I have several thousand matrices where I need to calculate their dot
product. So, it seems pyCuda should do the trick (i hope). I am
running into an issue with block sizes.

Here is my code

#!/usr/bin/env python
import sys,time
from string import Template
import numpy as np
from pycuda import driver, compiler, gpuarray, tools
from pycuda.compiler import SourceModule
import pycuda.autoinit


def main():
    d={}
    size=4
    d['size']=size

    src=Template("""
__global__ void MatrixMulKernel(float *a, float *b, float *c)
{
    int tx = threadIdx.x;
    int ty = threadIdx.y;
    float Pvalue = 0;

    for (int k = 0; k < $size; ++k) {
        float Aelement = a[ty * $size + k];
        float Belement = b[k * $size + tx];
        Pvalue += Aelement * Belement;
    }
   c[ty * $size + tx] = Pvalue;

    }
    """)

    #src.substitute(d)

    a_cpu = np.random.randn(size,size).astype(np.float32)
    b_cpu = np.random.randn(size,size).astype(np.float32)

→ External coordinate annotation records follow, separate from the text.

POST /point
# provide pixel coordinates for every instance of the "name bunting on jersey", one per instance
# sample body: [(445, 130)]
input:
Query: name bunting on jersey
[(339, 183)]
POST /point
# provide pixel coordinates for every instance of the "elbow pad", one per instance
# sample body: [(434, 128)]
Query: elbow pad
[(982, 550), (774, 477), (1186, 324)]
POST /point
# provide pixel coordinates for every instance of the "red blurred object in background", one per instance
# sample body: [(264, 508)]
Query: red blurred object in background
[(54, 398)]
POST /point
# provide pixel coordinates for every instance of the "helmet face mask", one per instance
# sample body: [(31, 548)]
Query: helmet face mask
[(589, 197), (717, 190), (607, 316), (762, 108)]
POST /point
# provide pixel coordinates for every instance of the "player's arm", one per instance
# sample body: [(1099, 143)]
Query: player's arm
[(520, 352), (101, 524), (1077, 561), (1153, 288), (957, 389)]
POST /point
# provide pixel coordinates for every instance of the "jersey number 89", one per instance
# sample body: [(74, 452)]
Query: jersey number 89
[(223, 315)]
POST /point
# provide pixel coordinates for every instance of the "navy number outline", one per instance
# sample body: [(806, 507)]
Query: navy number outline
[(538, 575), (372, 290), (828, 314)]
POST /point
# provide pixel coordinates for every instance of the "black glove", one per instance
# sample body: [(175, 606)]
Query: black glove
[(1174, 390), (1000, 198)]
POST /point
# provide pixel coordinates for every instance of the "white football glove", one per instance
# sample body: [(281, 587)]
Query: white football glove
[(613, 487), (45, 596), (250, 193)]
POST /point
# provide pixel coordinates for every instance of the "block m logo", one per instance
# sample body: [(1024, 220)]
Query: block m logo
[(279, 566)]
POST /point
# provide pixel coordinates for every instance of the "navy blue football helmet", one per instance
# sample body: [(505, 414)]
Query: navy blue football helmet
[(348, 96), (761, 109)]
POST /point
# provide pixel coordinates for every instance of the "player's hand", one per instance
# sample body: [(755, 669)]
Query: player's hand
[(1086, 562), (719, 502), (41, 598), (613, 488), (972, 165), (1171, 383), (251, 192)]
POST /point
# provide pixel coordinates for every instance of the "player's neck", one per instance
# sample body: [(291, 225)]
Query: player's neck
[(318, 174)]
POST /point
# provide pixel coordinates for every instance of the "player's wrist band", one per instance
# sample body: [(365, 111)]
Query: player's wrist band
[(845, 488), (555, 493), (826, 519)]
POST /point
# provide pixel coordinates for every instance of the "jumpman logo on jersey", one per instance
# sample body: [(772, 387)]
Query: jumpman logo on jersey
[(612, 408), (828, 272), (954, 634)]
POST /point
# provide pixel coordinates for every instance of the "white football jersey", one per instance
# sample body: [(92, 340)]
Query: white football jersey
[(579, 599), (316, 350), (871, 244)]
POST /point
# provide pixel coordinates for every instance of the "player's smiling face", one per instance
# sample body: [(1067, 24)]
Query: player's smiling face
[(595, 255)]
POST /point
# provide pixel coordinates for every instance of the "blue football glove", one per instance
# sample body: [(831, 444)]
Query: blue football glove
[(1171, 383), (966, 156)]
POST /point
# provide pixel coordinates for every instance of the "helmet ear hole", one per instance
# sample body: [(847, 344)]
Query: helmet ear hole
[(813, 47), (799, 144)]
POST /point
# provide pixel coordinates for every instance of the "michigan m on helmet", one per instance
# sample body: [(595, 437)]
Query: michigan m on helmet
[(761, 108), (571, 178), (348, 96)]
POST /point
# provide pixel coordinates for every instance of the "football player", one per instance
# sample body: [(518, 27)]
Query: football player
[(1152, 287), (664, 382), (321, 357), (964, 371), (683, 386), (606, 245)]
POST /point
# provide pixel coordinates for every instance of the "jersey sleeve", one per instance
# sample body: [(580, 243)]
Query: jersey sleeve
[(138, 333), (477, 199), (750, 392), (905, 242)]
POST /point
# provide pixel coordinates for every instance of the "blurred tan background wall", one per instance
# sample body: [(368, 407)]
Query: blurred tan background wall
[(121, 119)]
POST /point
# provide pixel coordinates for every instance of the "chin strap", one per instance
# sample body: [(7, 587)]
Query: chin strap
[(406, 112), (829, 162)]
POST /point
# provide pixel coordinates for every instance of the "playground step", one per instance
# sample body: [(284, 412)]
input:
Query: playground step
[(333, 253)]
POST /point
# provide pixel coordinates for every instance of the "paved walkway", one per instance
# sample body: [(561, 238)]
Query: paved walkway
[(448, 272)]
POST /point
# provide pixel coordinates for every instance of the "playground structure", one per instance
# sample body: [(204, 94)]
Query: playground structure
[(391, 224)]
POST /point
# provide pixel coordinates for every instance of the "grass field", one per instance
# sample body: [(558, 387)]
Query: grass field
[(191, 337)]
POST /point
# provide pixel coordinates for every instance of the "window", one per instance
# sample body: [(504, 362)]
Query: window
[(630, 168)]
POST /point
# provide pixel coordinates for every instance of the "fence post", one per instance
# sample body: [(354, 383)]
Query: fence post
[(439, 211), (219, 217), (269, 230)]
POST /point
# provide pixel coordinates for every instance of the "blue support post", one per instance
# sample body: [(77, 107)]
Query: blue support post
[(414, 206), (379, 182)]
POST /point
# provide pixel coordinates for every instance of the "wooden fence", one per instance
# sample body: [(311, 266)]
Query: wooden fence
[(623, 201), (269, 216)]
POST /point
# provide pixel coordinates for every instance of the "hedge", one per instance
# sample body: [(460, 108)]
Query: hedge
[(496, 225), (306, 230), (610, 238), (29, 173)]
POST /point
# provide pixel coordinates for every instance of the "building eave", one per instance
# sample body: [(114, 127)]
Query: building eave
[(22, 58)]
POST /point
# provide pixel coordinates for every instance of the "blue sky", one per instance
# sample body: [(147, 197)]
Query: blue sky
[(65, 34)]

    a_gpu=gpuarray.to_gpu(a_cpu)
    b_gpu=gpuarray.to_gpu(b_cpu)
    c_gpu = gpuarray.empty((size,size), np.float32)

    src.substitute(d)
    mod = compiler.SourceModule(src.substitute(d))
    mm=mod.get_function("MatrixMulKernel")
    v=mm(a_gpu,b_gpu,c_gpu,
            block=(16,16,1),
            )
    start=time.time()

    gpu_ans=c_gpu.get()
    stop=time.time()
    print "Gpu",stop-start

    start=time.time()
    cpu_ans=np.dot(a_cpu,b_cpu)
    stop=time.time()
    print "Cpu",stop-start


    #print gpu_ans
    #print cpu_ans
    print np.allclose(gpu_ans,cpu_ans,atol=1e-03)


Couple of issues:
When I increase size of matrix it seems it gets less accurate than CPU
dot product therefore I have to use np.allclose to compare.
Also, what is the optimal block size I should be using?